Chapter 12. Developing

Hive won’t provide everything you could possibly need. Sometimes a third-party library will fill a gap. At other times, you or someone else who is a Java developer will need to write user-defined functions (UDFs; see Chapter 13), SerDes (see Record Formats: SerDes), input and/or output formats (see Chapter 15), or other enhancements.
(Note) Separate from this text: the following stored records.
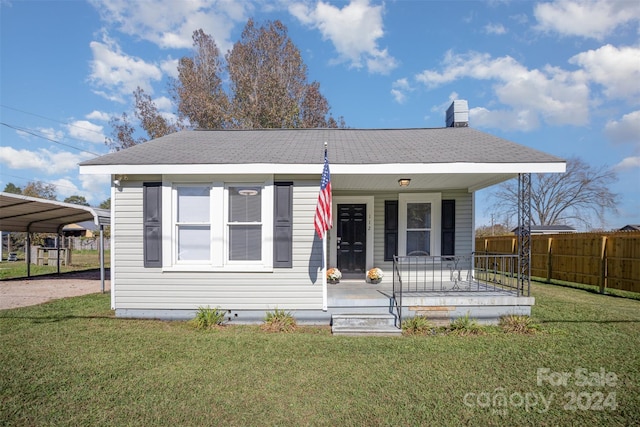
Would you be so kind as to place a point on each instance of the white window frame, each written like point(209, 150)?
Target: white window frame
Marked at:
point(219, 211)
point(266, 213)
point(436, 218)
point(176, 224)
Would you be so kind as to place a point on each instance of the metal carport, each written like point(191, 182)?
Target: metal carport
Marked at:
point(26, 214)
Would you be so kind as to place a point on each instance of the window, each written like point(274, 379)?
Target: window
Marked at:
point(419, 224)
point(211, 225)
point(245, 223)
point(193, 223)
point(418, 229)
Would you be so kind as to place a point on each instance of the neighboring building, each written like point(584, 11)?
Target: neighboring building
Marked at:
point(548, 229)
point(81, 229)
point(225, 218)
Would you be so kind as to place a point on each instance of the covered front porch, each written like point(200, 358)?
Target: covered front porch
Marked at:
point(482, 286)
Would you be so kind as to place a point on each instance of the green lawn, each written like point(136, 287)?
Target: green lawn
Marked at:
point(80, 260)
point(70, 362)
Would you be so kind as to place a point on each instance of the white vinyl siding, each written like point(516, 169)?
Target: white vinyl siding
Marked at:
point(296, 288)
point(139, 288)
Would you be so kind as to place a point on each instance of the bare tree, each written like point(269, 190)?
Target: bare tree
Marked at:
point(77, 200)
point(267, 88)
point(122, 134)
point(580, 196)
point(198, 91)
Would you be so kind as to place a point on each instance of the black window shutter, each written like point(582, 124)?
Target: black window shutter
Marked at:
point(390, 229)
point(283, 225)
point(152, 223)
point(448, 227)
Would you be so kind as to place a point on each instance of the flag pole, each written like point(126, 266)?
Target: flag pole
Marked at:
point(324, 257)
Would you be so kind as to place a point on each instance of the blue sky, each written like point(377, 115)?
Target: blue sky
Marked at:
point(560, 76)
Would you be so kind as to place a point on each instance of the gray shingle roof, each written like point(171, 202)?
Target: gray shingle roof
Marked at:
point(346, 146)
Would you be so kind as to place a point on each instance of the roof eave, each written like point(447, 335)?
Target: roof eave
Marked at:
point(343, 169)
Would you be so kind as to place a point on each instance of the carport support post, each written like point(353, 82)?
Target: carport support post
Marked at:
point(102, 257)
point(58, 250)
point(28, 254)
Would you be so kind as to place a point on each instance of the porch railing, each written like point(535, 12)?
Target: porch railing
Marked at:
point(476, 272)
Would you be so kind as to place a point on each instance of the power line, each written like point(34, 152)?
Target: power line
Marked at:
point(31, 132)
point(49, 118)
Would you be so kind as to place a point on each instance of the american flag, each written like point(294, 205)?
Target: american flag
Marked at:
point(323, 221)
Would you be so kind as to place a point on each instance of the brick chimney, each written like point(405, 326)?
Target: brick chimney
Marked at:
point(458, 114)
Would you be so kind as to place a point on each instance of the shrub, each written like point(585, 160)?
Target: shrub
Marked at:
point(417, 325)
point(518, 324)
point(208, 317)
point(466, 326)
point(279, 321)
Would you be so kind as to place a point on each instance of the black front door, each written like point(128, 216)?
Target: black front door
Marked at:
point(352, 239)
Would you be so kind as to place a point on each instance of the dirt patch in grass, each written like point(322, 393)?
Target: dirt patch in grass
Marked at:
point(36, 290)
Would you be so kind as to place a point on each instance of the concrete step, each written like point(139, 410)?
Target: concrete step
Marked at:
point(364, 324)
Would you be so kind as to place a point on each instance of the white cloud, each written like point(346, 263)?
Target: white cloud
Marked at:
point(51, 133)
point(627, 163)
point(86, 131)
point(586, 18)
point(170, 67)
point(165, 108)
point(98, 115)
point(118, 72)
point(65, 188)
point(95, 188)
point(441, 108)
point(616, 69)
point(170, 23)
point(498, 29)
point(625, 130)
point(552, 94)
point(354, 31)
point(399, 90)
point(42, 160)
point(523, 120)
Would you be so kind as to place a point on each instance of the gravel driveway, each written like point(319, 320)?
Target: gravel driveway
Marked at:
point(21, 292)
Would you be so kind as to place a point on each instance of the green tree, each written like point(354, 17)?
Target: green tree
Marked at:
point(12, 188)
point(41, 190)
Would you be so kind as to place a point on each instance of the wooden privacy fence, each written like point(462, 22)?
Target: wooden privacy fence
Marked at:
point(607, 260)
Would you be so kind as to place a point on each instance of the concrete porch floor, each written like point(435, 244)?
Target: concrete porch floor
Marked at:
point(484, 302)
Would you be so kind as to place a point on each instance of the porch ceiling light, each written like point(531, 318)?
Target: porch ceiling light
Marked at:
point(248, 192)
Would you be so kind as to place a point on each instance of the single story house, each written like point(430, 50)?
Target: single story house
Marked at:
point(225, 218)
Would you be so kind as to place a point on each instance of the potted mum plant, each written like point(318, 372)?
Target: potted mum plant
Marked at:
point(375, 275)
point(333, 275)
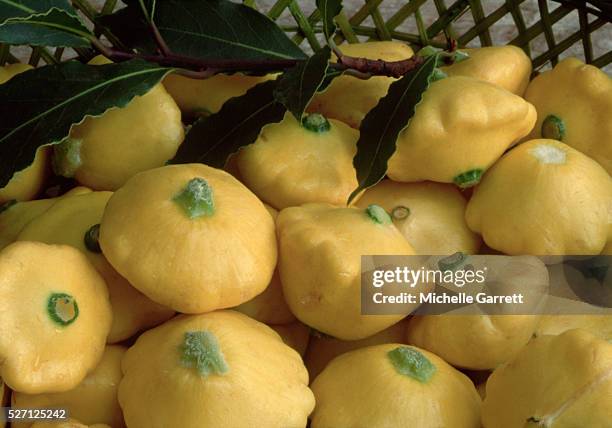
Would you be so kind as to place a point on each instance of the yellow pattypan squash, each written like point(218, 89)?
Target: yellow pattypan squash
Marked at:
point(206, 96)
point(221, 369)
point(295, 335)
point(93, 401)
point(322, 348)
point(574, 104)
point(506, 66)
point(69, 423)
point(391, 386)
point(74, 221)
point(54, 317)
point(349, 98)
point(598, 325)
point(543, 198)
point(104, 152)
point(320, 265)
point(460, 128)
point(483, 340)
point(14, 216)
point(190, 237)
point(429, 215)
point(292, 164)
point(560, 381)
point(270, 306)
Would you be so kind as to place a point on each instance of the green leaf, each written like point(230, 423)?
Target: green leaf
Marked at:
point(41, 23)
point(329, 10)
point(383, 124)
point(297, 86)
point(211, 30)
point(213, 139)
point(34, 115)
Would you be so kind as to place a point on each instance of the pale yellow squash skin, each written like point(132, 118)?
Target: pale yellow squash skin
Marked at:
point(4, 399)
point(581, 96)
point(70, 423)
point(124, 141)
point(66, 223)
point(270, 306)
point(436, 220)
point(206, 96)
point(544, 198)
point(598, 325)
point(320, 266)
point(362, 389)
point(348, 98)
point(289, 165)
point(508, 67)
point(322, 349)
point(93, 401)
point(265, 385)
point(563, 381)
point(27, 183)
point(296, 335)
point(38, 354)
point(15, 217)
point(478, 342)
point(462, 124)
point(213, 262)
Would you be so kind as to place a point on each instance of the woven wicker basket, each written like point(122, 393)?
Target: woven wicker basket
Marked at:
point(562, 28)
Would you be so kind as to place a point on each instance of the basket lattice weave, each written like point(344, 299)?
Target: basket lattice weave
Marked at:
point(470, 22)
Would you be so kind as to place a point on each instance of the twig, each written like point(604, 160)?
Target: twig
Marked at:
point(379, 67)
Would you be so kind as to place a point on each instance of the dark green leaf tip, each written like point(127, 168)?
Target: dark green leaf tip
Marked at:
point(452, 262)
point(67, 157)
point(378, 214)
point(410, 362)
point(200, 350)
point(553, 127)
point(316, 122)
point(469, 178)
point(196, 199)
point(62, 308)
point(6, 205)
point(438, 75)
point(400, 212)
point(91, 239)
point(460, 56)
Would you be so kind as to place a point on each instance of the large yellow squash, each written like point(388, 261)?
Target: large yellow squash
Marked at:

This chapter explores working with the Hive source code itself, including the new Plugin Developer Kit introduced in Hive v0.8.0.

Changing Log4J Properties

Hive can be configured with two separate Log4J configuration files found in $HIVE_HOME/conf. The hive-log4j.properties file controls the logging of the CLI or other locally launched components. The hive-exec-log4j.properties file controls the logging inside the MapReduce tasks. These files do not need to be present inside the Hive installation because the default properties come built inside the Hive JARs. In fact, the actual files in the conf directory have the .template extension, so they are ignored by default. To use either of them, copy it with a name that removes the .template extension and edit it to taste:

$ cp conf/hive-log4j.properties.template conf/hive-log4j.properties
$ ... edit file ...

It is also possible to change the logging configuration of Hive temporarily without copying and editing the Log4J files. The hiveconf switch can be specified on start-up with definitions of any properties in the log4.properties file. For example, here we set the default logger to the DEBUG level and send output to the console appender:

$ bin/hive -hiveconf hive.root.logger=DEBUG,console
12/03/27 08:46:01 WARN conf.HiveConf: hive-site.xml not found on CLASSPATH
12/03/27 08:46:01 DEBUG conf.Configuration: java.io.IOException: config()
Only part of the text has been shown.